Tomographic imaging as referred to here can be performed using a standalone apparatus, which is conventionally the case in medical imaging applications, for example, where the specimen (e.g. a human or animal) is macroscopic. Standalone CT tools are also available for performing so-called “micro CT”, in which a micro-focused source is used to image microscopic specimens, e.g. in geology/petrology, biological tissue studies, etc. Continuing this drive toward ever-greater resolution, so-called “nano CT” instruments have also been developed; these may be standalone tools, but, for example, they may also be embodied as (add-on) modules for (a vacant vacuum/interface port of) a charged-particle microscope (CPM)—such as a (S)TEM or SEM—in which case the CPM's charged-particle beam is used to irradiate the specimen directly, or to irradiate a metal target so as to cause production of an imaging X-ray beam. As referred to in this document, the concept of tomography should be broadly construed as encompassing so-called laminography. More information on (some) of these topics can, for example, be gleaned from the following references:


https://en.wikipedia.org/wiki/Tomography


https://en.wikipedia.org/wiki/X-ray_microtomography


https://en.wikipedia.org/wiki/Nanotomography


https://en.wikipedia.org/wiki/Electron_tomography


http://www.ndt.net/article/v04n07/bb67_11/bb67_11.htm


http://www.sciencedirect.com/science/article/pii/S0029549398003197


It should be noted that, as referred to here in the context of a CPM, the phrase “charged particle” should be broadly construed as encompassing:

    • Electrons, as in the case of a Transmission Electron Microscope (TEM), Scanning Electron Microscope (SEM), and Scanning Transmission Electron Microscope (STEM), for instance. See, for example, the following references:
      • http://en.wikipedia.org/wiki/Electron_microscope
      • http://en.wikipedia.org/wiki/Scanning_electron_microscope
      • http://en.wikipedia.org/wiki/Transmission_electron_microscopy
      • http://en.wikipedia.org/wiki/Scanning_transmission_electron_microscopy
    • Ions, which may be positive (e.g. Ga or He ions) or negative. Such ion beams can be used for imaging purposes, but they are also often used for surface modification purposes, e.g. as in the case of Focused Ion Beam (FIB) milling, Ion-Beam-Induced Deposition (IBID), Ion-Beam-Induced Etching (IBIE), etc. See, for example, the following references:
      • https://en.wikipedia.org/wiki/Focused_ion_beam
      • https://en.wikipedia.org/wiki/Scanning_Helium_Ion_Microscope
      • W. H. Escovitz, T. R. Fox and R. Levi-Setti, Scanning Transmission Ion Microscope with a Field Ion Source, Proc. Nat. Acad. Sci. USA 72(5), pp 1826-1828 (1975).
    • Other charged particles, such as protons and positrons, for instance. See, for example, the following reference:
      • http://www.ncbi.nlm.nih.gov/pubmed/22472444


        It should also be noted that, in addition to imaging and/or surface modification, a charged particle beam in a CPM may also have other functionalities, such as performing spectroscopy, examining diffractograms, etc. The present invention will predominantly concern itself with tomography as applied to image microscopic specimens, including specimens that are microscopic sub-portions of larger/macroscopic objects.

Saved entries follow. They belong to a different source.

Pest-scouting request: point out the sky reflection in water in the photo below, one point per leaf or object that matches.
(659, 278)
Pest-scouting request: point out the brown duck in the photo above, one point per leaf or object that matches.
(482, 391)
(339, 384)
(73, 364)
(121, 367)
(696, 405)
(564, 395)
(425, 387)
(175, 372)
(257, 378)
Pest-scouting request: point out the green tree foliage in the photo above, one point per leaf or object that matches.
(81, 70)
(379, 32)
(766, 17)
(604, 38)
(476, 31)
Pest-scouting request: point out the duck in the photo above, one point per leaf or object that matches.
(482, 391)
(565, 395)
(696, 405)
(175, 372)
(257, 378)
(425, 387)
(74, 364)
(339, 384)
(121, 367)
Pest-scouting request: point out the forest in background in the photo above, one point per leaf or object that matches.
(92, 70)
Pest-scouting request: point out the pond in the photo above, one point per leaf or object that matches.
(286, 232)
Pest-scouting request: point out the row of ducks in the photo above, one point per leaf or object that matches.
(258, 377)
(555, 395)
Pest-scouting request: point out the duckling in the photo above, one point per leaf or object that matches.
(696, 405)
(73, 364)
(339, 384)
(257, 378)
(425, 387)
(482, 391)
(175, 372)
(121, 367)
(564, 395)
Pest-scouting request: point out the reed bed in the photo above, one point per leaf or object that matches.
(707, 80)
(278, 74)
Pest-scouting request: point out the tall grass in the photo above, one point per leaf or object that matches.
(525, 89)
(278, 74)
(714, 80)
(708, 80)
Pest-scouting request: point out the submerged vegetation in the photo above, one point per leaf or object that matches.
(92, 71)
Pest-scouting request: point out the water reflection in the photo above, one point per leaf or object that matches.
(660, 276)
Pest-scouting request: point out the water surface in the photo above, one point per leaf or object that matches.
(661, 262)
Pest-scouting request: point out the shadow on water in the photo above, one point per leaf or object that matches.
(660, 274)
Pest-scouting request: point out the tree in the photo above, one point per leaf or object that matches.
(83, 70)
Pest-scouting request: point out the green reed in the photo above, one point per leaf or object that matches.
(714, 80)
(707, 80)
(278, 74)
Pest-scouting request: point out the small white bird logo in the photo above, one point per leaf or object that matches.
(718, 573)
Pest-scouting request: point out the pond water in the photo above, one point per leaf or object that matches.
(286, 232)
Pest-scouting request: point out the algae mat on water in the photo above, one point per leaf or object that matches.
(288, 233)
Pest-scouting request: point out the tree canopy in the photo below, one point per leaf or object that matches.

As regards the mathematical reconstruction technique used to produce a tomogram from a series of input images, use can be made of algorithms such as SIRT (Simultaneous Iterative Reconstruction Technique), ART (Algebraic Reconstruction Technique), DART (Discrete ART), SART (Simultaneous ART), MGIR (Multi-Grid Iterative Reconstruction), and many others: see, for example, the summary presented in the following publication:


http://www.cs.toronto.edu/˜nrezvani/CAIMS2009.pdf


It is an object of the invention to provide an innovative tomographic imaging technique. More specifically, it is an object of the invention that this technique should employ a radically different mathematical constraining strategy as compared to known techniques. In particular, it is an object of the invention that this technique should offer a solution (inter alia) for the abovementioned “missing wedge” and “local tomography” problems.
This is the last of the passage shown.